Para ele, a medida impede a autonomia dos agricultores e desconsidera os argumentos “apresentados ao governo do Rio Grande do Sul, que apontam evidentes problemas ambientais e sociais, assim como problemas agronômicos, associados ao uso de variedades transgênicas de milho”.
 
 A liberação do troca-troca de sementes transgênicas de milho impacta a produção da agricultura familiar ao gerar “dependência e incapacidade” de as comunidades serem donas de suas sementes e gerenciar o ambiente de forma sustentável, aponta o agrônomo.

 

“Se o estado pretende ser autossuficiente na produção de milho, a estratégia deveria ampliar a autonomia dos pequenos agricultores e investir em tecnologias produtivas e sustentáveis, que são o foco da agroecologia.
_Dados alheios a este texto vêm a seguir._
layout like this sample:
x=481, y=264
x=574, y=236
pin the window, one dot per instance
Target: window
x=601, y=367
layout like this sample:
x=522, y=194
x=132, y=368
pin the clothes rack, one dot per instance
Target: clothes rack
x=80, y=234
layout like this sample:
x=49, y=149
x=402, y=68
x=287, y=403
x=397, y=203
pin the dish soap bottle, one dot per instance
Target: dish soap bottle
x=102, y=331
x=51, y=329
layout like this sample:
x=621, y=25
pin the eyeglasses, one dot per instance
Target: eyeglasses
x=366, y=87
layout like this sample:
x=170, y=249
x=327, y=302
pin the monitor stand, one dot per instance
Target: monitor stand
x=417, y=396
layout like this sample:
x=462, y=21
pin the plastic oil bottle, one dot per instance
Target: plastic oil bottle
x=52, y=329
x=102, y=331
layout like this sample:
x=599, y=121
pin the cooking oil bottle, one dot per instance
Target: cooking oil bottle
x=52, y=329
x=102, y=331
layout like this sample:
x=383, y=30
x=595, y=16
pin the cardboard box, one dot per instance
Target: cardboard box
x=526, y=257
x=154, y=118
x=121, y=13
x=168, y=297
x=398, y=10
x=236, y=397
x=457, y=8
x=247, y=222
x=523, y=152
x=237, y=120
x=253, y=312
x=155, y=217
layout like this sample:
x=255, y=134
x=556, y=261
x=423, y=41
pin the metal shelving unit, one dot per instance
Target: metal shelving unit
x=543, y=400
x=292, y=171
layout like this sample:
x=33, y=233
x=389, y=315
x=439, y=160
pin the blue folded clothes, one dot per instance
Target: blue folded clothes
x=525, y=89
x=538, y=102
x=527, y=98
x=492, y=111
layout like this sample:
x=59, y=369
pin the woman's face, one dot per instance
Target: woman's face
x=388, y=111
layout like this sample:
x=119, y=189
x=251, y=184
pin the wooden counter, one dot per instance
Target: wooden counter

Se todos os agricultores conseguissem variedades adaptadas aos diferentes meios e condições de clima, se apresentassem boa resistência aos problemas da lavoura e, além disso, se tivessem bons rendimentos, teríamos muito mais milho do que precisamos, e poderíamos até passar a exportar”, adverte em entrevista concedida à IHU On-Line por e-mail.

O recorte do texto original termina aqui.